Pneumatic lubricator selection

Lubricators reduce the internal friction in tools or equipment by releasing a controlled oil mist into the compressed air (Figure 4). Knowing the pneumatic component’s need for lubrication will determine the oil type and drip rate (the amount of oil released downstream). There are two types of lubricators.

• Oil-fog: Oil-fog lubricators supply 100% of the oil seen in the sight glass downstream as a large droplet. It is suitable for short distances and typically just for one component requiring heavy lubrication.
• Micro-fog: Micro-fog lubricators supply roughly 10% of the oil seen in the sight glass downstream as a mist (< 2 µm). These lubricators are suitable for long distances and multiple components.

Lubricator maintenance is refilling the oil reservoir. Monitor the oil level through the sight glass or a window on the housing. Lubricators also need a pressure differential to make the oil drip. Therefore, they create a pressure drop at the outlet. Take this into account to ensure the proper pressure reaches the end component. This means the air will not be lubricated if the system is off, preventing oil wastage. Read our article on oiling pneumatic tools for more details on the different types of oil used in pneumatic systems and their selection criteria.

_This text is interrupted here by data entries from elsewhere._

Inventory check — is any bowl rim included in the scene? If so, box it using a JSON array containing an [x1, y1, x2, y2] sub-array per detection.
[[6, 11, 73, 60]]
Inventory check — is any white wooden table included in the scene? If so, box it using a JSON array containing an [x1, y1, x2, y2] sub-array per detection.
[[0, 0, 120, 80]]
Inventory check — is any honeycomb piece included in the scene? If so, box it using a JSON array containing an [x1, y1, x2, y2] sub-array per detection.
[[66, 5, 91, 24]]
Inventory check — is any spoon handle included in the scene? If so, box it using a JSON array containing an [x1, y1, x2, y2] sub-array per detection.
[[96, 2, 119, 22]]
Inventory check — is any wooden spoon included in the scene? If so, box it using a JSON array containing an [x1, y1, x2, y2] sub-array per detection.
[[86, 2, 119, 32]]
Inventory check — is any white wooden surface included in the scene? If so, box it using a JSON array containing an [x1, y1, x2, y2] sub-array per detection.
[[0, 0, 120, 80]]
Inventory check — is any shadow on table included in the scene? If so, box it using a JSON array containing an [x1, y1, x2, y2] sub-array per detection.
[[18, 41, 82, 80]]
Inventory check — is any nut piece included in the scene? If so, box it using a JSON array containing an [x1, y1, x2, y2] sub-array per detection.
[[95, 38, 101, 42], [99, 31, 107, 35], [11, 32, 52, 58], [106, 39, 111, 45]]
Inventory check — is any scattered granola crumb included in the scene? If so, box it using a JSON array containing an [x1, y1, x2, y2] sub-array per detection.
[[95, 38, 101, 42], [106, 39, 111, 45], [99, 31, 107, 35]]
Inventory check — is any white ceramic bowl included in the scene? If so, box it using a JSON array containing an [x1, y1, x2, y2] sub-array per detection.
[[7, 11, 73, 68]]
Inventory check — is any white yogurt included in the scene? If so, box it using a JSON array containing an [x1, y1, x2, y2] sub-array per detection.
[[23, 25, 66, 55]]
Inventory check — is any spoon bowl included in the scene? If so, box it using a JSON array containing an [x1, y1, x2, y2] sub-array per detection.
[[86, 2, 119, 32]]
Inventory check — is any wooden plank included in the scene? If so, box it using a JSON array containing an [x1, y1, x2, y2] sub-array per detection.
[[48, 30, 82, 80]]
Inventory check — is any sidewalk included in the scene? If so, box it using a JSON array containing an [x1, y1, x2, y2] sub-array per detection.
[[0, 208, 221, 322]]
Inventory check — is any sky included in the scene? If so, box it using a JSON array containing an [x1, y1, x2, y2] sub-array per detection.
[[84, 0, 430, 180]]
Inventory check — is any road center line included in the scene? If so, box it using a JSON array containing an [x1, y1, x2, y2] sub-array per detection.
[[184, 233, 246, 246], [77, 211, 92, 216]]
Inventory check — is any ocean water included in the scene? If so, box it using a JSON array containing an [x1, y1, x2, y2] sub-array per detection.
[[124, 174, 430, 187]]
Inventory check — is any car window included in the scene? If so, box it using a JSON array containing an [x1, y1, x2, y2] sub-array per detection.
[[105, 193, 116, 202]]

Note: Many pneumatic components are self-lubricating and don’t require any additional lubrication.

FAQs

What does FRL mean?

FRL stands for filter regulator lubricator. Filter, regulator, and lubricator (FRL) in compressed air systems deliver clean air at a fixed pressure and are lubricated (if needed) to ensure the proper pneumatic component operation.

What does a compressed air (pneumatic) filter regulator do?

An air compressor regulator and filter unit consist of a filter and an air regulator. The filter removes water, dirt, and other harmful debris from an air system. Pressure regulators adjust and control the air pressure of a system to ensure that down-line components do not exceed their maximum operating pressures.